Cleveland kidnapping survivors Amanda Berry, Gina DeJesus working on book
5:35 PM, Oct 21, 2013
5:37 PM, Oct 21, 2013
NEW YORK - Two of the three women held captive for a decade in a Cleveland house are collaborating with a Pulitzer Prize-winning team of Washington Post reporters for a planned book about their ordeal.
In a statement issued Monday to The Associated Press, an attorney for Amanda Berry and Gina DeJesus said they will work with the Post's Mary Jordan, a Cleveland native, and her husband and fellow reporter, Kevin Sullivan.
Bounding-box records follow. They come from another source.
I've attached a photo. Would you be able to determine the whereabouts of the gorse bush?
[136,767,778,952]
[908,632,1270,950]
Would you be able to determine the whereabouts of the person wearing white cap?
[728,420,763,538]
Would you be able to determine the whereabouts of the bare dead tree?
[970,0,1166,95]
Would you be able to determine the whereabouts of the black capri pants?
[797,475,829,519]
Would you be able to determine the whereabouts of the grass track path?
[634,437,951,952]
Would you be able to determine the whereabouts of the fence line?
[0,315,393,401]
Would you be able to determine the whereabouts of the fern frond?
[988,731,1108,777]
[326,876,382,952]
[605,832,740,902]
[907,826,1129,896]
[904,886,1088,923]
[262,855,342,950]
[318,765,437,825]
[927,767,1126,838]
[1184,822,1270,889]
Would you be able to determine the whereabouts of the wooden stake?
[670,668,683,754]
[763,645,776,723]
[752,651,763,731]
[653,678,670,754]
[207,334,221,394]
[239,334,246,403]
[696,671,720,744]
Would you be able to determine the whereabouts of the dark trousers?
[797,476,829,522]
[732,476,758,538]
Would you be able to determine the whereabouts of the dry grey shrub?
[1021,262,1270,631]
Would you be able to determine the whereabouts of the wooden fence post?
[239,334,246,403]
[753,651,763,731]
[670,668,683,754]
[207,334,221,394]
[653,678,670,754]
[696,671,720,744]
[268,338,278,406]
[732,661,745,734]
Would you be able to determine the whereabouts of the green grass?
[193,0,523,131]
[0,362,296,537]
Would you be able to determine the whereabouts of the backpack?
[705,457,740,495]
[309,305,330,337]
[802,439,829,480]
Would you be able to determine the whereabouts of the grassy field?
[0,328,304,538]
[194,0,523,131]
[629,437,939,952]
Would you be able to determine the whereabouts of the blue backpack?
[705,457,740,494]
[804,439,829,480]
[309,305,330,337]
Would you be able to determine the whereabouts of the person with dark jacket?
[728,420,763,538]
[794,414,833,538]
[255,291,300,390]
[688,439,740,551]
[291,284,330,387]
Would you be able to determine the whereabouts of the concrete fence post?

No meetings with publishers have been scheduled, although interest would likely be based on the popularity of another kidnapping survivor's memoir, Jaycee Dugard's "A Stolen Life."
Negotiations for the book will be handled by Washington-based attorney Robert Barnett, whose clients have included President Barack Obama and Amanda Knox.
"Many have told, and continue to tell, this story in ways that are both inaccurate and beyond the control of these young women," said James Wooley, the attorney for Berry and DeJesus. "Our clients have a strong desire for privacy, but it is a reality that confronts them every day. Gina, Amanda and their families have decided to take control and are now interested in telling the story of what happened to them."
Wooley said in his statement that he had known Jordan for years and contacted her about the project. Jordan told the AP during a recent interview that she was drawn to the "resilience" of Berry and DeJesus and was eager to help them tell an "amazing story of overcoming adversity." In 2003, she and Sullivan won a Pulitzer for their series about the Mexican criminal justice system.
Berry, DeJesus and Michelle Knight were all 20 or younger when they were kidnapped between 2002 and 2004 by Ariel Castro, a former school bus driver. They were rescued from Castro's house on May 6 when Berry broke through a screen door and called 911. Investigators said the women were bound, repeatedly raped and deprived of food and bathroom facilities.
Castro was sentenced Aug. 1 to life in prison plus 1,000 years after pleading guilty to 937 counts, including kidnapping and rape, in a deal to avoid the death penalty. He hanged himself in his cell in September.